Hungary’s art market after 2008: Playing safe


Art has always been, and always will be, a form of investment that preserves its value. Although the generally worse economic conditions have left their marks on the art market in Hungary, collectors and investors still show undiminished interest in auctions. However, auction houses have needed to adjust what they put under the hammer accordingly. Where, before the crisis, they could count on impulse buyers, now collections are put together more carefully, avoiding “risky” artworks.

“When putting together a certain collection for an auction, there are two main factors we need to consider: one is quality, and the other is marketability of the pieces,” Gábor Einspach from the Kieselbach Gallery and Auctions House tells the Budapest Business Journal. “Lately, the latter factor has come to the focus of attention as houses want to attract potential buyers and run fewer risks.”

The arts market is adjusting according to the economic climate. In order to be successful, auction houses need to adjust their offerings to future needs, agrees István Törő, managing director of the Virág Judit Gallery.

Törő says the art market in general hasn’t been affected by the crisis to the extent that some other areas have.

“After all, this is a segment with high-value products, and with a still relatively strong purchasing power,” he says. “I think gallery owners and auction organizers can do a lot to help recovery, with, for example, correct and transparent pricing.”

Passion or moneymaking?

Art has always been worth keeping in storage; like some currencies (such as the Swiss franc most recently), it can be looked at as a safe-haven currency.

“Art still has this role today, although there is not enough cash in people’s hands these days,” Einspach says.

There are two types of people turning up at auctions: collectors and investors.

The border between them, however, is blurred, according to Einspach. In his opinion, even those buying artworks as an investment are likely to develop artistic interests. 
“I believe that everyone involved in this segment gets ‘infected’ sooner or later,” he claims.

The circle of those attending auctions has changed in the past few years. “Massive amounts of people have stopped visiting auctions because of financial difficulties. But we have seen new a new circle of buyers appearing on the market, and our winter auctions were rather successful,” Törő says.

While artworks have a certain market price, they are more than just a simple investment.

“Even those buying for investment purposes don’t buy them solely for making money. Artworks carry additional values, they are more personal than any other investment forms,” he notes.

Although the market has weathered the crisis of 2008, if another recession is coming, galleries and auctions houses will face a difficult period.

“But if things start to get better in the economy, the art scene will see a further upswing,” Törő claims.

What sells these days?

Art, being more liquid these days than, say, properties, is still a good form of investment. It keeps its value in the long run, in spite of the fact that the art market has also been exposed to the generally depressed economic environment.

“In the last 20 years, artwork prices have kept increasing. The crisis in 2008 somewhat slowed this process, but hasn’t reverse it,” Einspach notes.

But others say that liquidity is not common across all segments of the art market.

“As I see it, only top category artworks have certain liquidity these days,” says Péter Pintér, co-owner of Pintér Auction House. “They definitely keep their prices, but on the other hand, collectors who own such pieces are reluctant to sell them under today’s market conditions. Only a few of these top artworks make it to the market, usually from collectors who are struggling with financial difficulties.”

Einspach agrees, explaining that, “People are more willing to get rid of their badly performing shares or sell their properties than part with their artworks.”

Given generally negative market sentiment, the art market naturally performs less successfully, but experts are optimistic: if the economy gets on the path to recovery, it will boost this particular segment as well.

Themed up

“When we started organizing auctions, we didn’t have a clear concept. But as time went by and the auctions market was oversupplied, we soon realized that we need a strategy,” Pintér recalls. “That’s when we started to organize thematic auctions, and we found that this model worked despite the crisis.”

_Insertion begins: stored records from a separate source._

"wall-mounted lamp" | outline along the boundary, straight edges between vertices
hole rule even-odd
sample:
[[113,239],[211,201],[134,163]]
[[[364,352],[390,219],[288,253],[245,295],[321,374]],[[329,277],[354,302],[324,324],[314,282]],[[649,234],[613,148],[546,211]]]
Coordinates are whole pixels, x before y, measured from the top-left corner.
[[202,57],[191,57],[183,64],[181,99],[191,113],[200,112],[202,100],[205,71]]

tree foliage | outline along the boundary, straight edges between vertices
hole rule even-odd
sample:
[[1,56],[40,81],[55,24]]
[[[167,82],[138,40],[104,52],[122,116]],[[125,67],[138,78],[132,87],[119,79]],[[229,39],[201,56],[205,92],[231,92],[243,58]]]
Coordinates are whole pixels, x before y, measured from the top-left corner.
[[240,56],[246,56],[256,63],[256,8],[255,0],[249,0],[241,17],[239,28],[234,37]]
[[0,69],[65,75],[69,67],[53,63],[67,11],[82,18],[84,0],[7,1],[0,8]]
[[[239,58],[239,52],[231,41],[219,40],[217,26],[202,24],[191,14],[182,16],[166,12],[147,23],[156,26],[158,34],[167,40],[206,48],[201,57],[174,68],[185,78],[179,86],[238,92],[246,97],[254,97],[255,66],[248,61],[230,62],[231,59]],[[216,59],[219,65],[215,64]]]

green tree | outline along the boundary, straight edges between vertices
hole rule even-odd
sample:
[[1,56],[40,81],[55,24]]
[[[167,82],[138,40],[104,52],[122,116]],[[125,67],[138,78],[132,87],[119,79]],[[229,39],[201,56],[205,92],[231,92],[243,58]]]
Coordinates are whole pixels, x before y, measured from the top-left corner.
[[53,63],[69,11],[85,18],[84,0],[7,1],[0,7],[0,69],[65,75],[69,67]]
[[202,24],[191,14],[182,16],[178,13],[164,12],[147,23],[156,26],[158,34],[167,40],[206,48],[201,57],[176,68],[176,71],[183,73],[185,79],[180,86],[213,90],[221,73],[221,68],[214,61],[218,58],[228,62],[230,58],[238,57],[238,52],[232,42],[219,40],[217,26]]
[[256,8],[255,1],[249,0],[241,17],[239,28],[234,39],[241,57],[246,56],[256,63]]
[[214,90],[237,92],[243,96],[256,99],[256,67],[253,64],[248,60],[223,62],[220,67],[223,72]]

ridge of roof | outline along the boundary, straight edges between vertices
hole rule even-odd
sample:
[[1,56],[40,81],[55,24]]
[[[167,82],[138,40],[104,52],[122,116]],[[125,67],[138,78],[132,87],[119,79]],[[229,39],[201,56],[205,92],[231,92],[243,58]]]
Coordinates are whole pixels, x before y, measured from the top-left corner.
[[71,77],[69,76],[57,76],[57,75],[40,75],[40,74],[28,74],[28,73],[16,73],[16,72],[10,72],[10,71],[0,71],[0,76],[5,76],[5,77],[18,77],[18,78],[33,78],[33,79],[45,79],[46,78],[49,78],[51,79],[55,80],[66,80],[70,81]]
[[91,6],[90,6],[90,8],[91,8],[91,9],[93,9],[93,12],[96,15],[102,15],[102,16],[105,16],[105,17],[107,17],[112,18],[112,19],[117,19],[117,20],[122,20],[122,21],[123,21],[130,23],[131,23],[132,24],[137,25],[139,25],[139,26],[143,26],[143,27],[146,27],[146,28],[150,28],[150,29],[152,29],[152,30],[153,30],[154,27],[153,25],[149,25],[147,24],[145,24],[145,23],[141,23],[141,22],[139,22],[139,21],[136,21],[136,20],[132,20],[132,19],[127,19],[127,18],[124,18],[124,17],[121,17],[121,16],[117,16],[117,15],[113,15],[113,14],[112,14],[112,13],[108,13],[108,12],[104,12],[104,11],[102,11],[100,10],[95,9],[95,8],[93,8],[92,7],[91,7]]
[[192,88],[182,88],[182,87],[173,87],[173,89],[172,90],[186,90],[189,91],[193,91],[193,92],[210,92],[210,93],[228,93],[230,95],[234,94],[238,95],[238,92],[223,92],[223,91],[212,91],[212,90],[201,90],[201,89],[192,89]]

Although traditional auctions in May and December are still held, the future lies in these thematic auctions, he claims. Hungarians mainly visit traditional auctions, whereas themed auctions attract a great number of foreign collectors and investors.

“Our Zsolnay auctions, for example, usually see an international crowd with mainly Russians and Austrians buying,” Pintér says. “At another auction, where social realistic artworks went under the hammer, a large number of American buyers showed up.”

Contemporary concerns

As for the various sub-segments of the art market, older paintings have weathered the crisis well, while contemporary art is the biggest loser of the crisis, experts say.

“People buy antique paintings because these artworks are still looked at as safe investments. In many cases, buyers will go for a medium-quality antique painting rather than a high-quality contemporary artwork,” Pintér explains.

The contemporary art scene saw better days before 2008, but such positive tendencies have been nipped in the bud with the crisis hitting Hungary. “Many collectors just don’t want to risk it now,” he says.

In his opinion, such top-category contemporary artworks are now good value. “If I can give one piece of advice to collectors and investors, it would be this:  now is the time to buy contemporary art.”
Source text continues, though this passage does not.